A backlash to the backlash
Nov 27, 2013, 7:34 AM | Updated: 12:34 pm
(AP Photo/U.S. Department of Health and Human Services, File)
I’m starting to see more news stories documenting a strange phenomenon – positive Obamacare anecdotes.
It seems to be a backlash to the backlash.
For example, on CNN, “Today Kate and Justin Leeper aren’t insured. Come January 1st, that will change.”
And what followed was a story about a woman who changed jobs and lost her insurance, and her husband, who has a pre-existing condition that no doctor has been able to diagnose.

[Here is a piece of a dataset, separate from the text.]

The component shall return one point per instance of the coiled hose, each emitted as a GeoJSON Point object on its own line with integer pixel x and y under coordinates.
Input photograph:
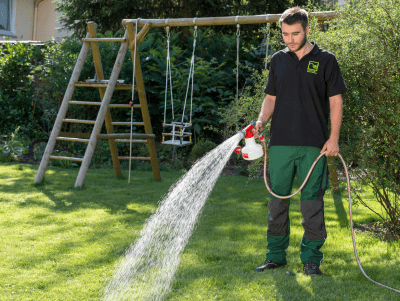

They went to California’s health care website and not only did the website not crash it hooked them up with an affordable policy.
“What’s it going to cost you?” asked the reporter.
“About $500 less than that,” she responded. “For both of us.”
Then, in the LA Times, there was the story of a married gay couple who had been paying more than $1,300 a month but again on the California website, even though they had pre-existing conditions, they found a plan that will cost them, after the subsidy, $142 a month.
So what does this tell us, besides move to California?
I don’t think it’s due to a sudden re-infatuation with the president, judging from his poll numbers.
I think it may just be that once people manage to hack their way through the website, many of them are finding an affordable policy that covers just about everything and can’t be taken away just because they get sick.
There are millions of people who are angry after filling out the same application 40 times. But there’s a reason they keep trying. Because once they survive the hazing and get that policy, they’ll have that little card that no one can take away.